Он вспомнил, как в своем далеком детстве соседи-корейцы вместе со всей своей детворой по весне уходили в сопки собирать различные травы. Ради того, чтобы погулять по молодой травке, он тоже ходил с ними. Заодно помогал собирать травы и сконфуженно усмехался, когда старенькая, согнутая жизнью пополам старушка, выкидывала почти все собранное им сено и, по-доброму улыбаясь морщинистым лицом цвета старого кирпича, тыкала ему под нос оставшийся пучок, что-то объясняя ему на своем причудливом языке. А потом угощала их семью различными салатами из этих трав, надо сказать довольно вкусными. Из того, что он тогда собирал, ему вспомнились только одуванчик, папоротник, щавель и еще какая-то трава, развесистая, по колено высотой и с толстым сочным стеблем, но с таким заковыристым названием на корейском, что он никак не мог его запомнить. Как она называется на русском он не знал, но зато хорошо запомнил внешний вид и как ее приготовить. Да и грибы уже должны быть. Он не очень хорошо разбирался в съедобных грибах, но зато отлично помнил, как выглядят ядовитые. Так что неделю он продержится. А там, уже после того как он сделает себе приспособления и оружие, придет черед и настоящей еды. Ничего, выжил в том мире, выживет и в этом. А если мир будет против, что тем хуже для него.

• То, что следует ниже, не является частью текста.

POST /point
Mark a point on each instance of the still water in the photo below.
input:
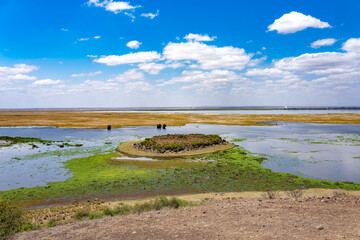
(237, 111)
(320, 151)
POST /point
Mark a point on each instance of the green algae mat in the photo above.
(224, 171)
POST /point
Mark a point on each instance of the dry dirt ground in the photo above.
(336, 217)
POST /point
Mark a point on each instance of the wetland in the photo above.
(279, 156)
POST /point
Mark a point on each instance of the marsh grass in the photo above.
(295, 193)
(157, 204)
(13, 219)
(223, 171)
(73, 119)
(271, 194)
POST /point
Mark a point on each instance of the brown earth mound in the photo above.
(179, 142)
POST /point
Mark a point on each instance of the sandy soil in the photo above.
(336, 217)
(128, 148)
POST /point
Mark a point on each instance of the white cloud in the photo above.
(87, 74)
(130, 15)
(323, 42)
(150, 15)
(294, 21)
(152, 68)
(117, 7)
(17, 69)
(352, 45)
(16, 73)
(129, 58)
(308, 63)
(133, 44)
(21, 77)
(139, 86)
(205, 81)
(257, 61)
(268, 73)
(199, 37)
(208, 57)
(129, 76)
(83, 39)
(47, 82)
(112, 6)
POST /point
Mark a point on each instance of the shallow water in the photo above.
(321, 151)
(237, 111)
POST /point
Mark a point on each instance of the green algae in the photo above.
(231, 170)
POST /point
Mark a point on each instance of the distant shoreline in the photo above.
(100, 120)
(209, 108)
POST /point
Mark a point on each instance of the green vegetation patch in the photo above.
(224, 171)
(9, 141)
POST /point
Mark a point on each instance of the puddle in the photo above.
(320, 151)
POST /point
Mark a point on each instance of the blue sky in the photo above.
(96, 53)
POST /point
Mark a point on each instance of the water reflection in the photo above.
(322, 151)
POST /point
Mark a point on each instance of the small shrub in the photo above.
(81, 214)
(95, 216)
(339, 193)
(122, 210)
(295, 193)
(108, 212)
(270, 194)
(145, 207)
(50, 223)
(11, 219)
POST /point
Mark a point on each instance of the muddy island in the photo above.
(175, 145)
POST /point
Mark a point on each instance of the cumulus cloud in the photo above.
(257, 61)
(199, 37)
(17, 69)
(205, 81)
(133, 44)
(268, 73)
(208, 57)
(86, 74)
(21, 77)
(129, 76)
(47, 82)
(323, 42)
(309, 63)
(150, 15)
(352, 45)
(16, 73)
(152, 68)
(138, 57)
(294, 21)
(112, 6)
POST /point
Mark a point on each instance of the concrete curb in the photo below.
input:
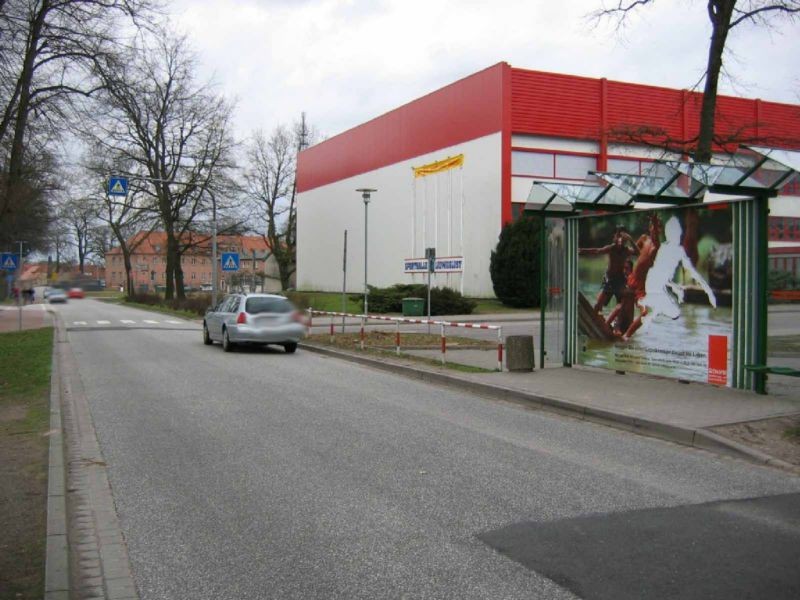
(56, 578)
(696, 438)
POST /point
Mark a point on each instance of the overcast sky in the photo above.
(344, 62)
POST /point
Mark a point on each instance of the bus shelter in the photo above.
(663, 272)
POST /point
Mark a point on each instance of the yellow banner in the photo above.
(439, 166)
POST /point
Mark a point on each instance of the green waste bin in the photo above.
(413, 307)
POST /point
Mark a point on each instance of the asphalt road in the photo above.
(258, 474)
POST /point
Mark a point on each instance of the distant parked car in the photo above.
(254, 319)
(54, 295)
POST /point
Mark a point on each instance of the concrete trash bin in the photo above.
(519, 353)
(413, 307)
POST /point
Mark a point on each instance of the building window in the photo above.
(574, 167)
(539, 164)
(552, 165)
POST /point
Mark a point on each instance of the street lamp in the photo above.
(365, 195)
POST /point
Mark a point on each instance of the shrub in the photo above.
(514, 264)
(300, 299)
(197, 303)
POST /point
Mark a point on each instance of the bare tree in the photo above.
(47, 52)
(172, 132)
(79, 215)
(724, 15)
(270, 184)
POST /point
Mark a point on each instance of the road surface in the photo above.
(258, 474)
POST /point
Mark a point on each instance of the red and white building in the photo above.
(149, 262)
(500, 128)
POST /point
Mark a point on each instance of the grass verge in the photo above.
(25, 361)
(489, 306)
(783, 343)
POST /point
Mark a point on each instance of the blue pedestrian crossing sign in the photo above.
(9, 261)
(230, 261)
(117, 186)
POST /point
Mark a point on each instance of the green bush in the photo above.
(781, 280)
(444, 301)
(197, 303)
(514, 264)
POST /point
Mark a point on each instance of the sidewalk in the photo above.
(667, 409)
(34, 316)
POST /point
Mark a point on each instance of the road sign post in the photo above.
(117, 186)
(230, 261)
(430, 254)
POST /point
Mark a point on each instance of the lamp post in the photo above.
(214, 281)
(365, 195)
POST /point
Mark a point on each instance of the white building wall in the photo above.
(325, 212)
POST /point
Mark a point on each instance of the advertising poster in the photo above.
(655, 292)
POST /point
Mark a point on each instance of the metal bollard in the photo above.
(500, 349)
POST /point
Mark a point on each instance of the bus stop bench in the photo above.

Его поход в неизвестное начался с того, что он нашел на окраине поляны молодое деревцо, похожее на ясень. Скорее это можно было назвать побегом, чем полноценным деревом. Прямой ствол без сучков, небольшая крона, кора тонкая и мягкая и само деревце высотой в два его роста. Толщиной с его руку, как раз то, что ему было нужно. Промучился он с этим деревцем примерно с час, потому что, несмотря на молодость, оно было уже довольно твердым и упругим. Был бы он взрослым, ему наверно хватило бы минут пять. Но детские слабенькие ручонки, тяжелый боевой нож, крепкая древесина… Короче к тому моменту, когда у него оказался дрын в полтора метра длиной, он запыхался, как медведь в парной и обновил свои новорожденные ручки, натерев на них водянистые мозоли. И дело доделал только из одного упрямства и из-за привычки всегда доводить начатое до конца. Затем еще час он снимал кору и острил один конец, тот, где раньше был комель. Древесина там была покрепче, но его предыдущими усилиями по рубке дерева была разлохмачена как веник и ему оставалось только обрезать эти лохмотья и придать вид более или менее острого кола. Спустя два часа сплошного мата и четырех лопнувших, уже кровавых мозолей, примитивное копьецо было готово. Тонкий ствол, очищенный от коры, еще сочился соком. Пришлось, чтобы он быстрее высох и не скользил в руке, хорошенько обмазать его землей. Хорошо было бы еще обжечь острый конец на огне, но это он оставил на потом. Огня не было и до него еще надо было дожить. Он критически осмотрел получившееся изделие.